13 Generalized linear models

 

This chapter covers

  • Formulating a generalized linear model
  • Predicting categorical outcomes
  • Modeling count data

In chapters 8 (regression) and 9 (ANOVA), we explored linear models that can be used to predict a normally distributed response variable from a set of continuous and/or categorical predictor variables. But in many situations, it’s unreasonable to assume that the dependent variable is normally distributed (or even continuous). For example:

  • The outcome variable may be categorical. Binary variables (for example, yes/no, passed/failed, lived/died) and polytomous variables (for example, poor/good/excellent, Republican/Democrat/independent) clearly aren’t normally distributed.
  • The outcome variable may be a count (for example, the number of traffic accidents in a week, the number of drinks per day). Such variables take on a limited number of values and are never negative. Additionally, their mean and variance are often related (which isn’t true for normally distributed variables).

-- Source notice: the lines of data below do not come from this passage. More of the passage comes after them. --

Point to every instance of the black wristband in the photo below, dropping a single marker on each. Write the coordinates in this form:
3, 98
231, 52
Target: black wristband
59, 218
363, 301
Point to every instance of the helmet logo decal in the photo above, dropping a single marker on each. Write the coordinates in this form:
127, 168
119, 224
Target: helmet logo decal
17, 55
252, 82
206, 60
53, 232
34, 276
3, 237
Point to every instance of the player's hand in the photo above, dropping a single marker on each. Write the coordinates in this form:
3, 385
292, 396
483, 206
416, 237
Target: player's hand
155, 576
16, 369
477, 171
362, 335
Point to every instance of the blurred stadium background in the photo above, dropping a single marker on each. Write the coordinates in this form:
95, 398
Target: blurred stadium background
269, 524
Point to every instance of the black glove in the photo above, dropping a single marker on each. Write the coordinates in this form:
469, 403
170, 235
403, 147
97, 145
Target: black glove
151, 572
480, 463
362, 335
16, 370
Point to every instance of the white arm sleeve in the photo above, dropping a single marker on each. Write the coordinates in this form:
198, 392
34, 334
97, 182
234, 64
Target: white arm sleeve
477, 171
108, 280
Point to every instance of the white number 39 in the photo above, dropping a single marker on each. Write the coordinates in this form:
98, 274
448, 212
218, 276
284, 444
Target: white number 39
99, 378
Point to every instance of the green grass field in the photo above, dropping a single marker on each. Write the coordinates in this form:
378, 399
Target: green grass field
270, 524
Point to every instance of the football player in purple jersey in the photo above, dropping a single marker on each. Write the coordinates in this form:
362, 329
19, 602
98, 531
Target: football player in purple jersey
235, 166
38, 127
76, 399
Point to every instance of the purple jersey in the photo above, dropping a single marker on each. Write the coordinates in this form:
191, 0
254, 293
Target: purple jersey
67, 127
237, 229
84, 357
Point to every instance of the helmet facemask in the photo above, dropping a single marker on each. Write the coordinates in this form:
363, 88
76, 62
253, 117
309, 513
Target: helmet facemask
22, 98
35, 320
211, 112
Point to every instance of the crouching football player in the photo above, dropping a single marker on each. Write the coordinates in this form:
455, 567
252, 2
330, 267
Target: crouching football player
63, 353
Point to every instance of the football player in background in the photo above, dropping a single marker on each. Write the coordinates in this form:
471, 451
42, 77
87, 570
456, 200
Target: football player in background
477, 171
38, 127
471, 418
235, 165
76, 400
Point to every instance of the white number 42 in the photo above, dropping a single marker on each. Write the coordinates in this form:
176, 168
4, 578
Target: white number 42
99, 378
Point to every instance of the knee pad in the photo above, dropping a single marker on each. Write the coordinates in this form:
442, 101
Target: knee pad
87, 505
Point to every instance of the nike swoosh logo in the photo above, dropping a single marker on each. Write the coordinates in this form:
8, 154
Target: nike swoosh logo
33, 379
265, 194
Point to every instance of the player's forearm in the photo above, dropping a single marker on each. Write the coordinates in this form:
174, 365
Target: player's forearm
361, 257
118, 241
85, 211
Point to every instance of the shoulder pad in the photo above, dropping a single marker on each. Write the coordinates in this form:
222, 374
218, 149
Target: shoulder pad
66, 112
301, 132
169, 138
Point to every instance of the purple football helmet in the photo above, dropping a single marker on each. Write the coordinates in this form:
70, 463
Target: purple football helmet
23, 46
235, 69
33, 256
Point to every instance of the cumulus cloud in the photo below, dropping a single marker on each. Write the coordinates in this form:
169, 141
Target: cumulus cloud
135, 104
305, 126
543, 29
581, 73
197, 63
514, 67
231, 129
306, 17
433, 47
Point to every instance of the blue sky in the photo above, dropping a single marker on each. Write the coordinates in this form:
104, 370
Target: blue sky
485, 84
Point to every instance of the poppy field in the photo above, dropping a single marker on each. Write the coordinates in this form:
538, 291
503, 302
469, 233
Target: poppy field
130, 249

Generalized linear models extend the linear-model framework to include dependent variables that are decidedly non-normal.

In this chapter, we’ll start with a brief overview of generalized linear models and the glm() function used to estimate them. Then we’ll focus on two popular models in this framework: logistic regression (where the dependent variable is categorical) and Poisson regression (where the dependent variable is a count variable).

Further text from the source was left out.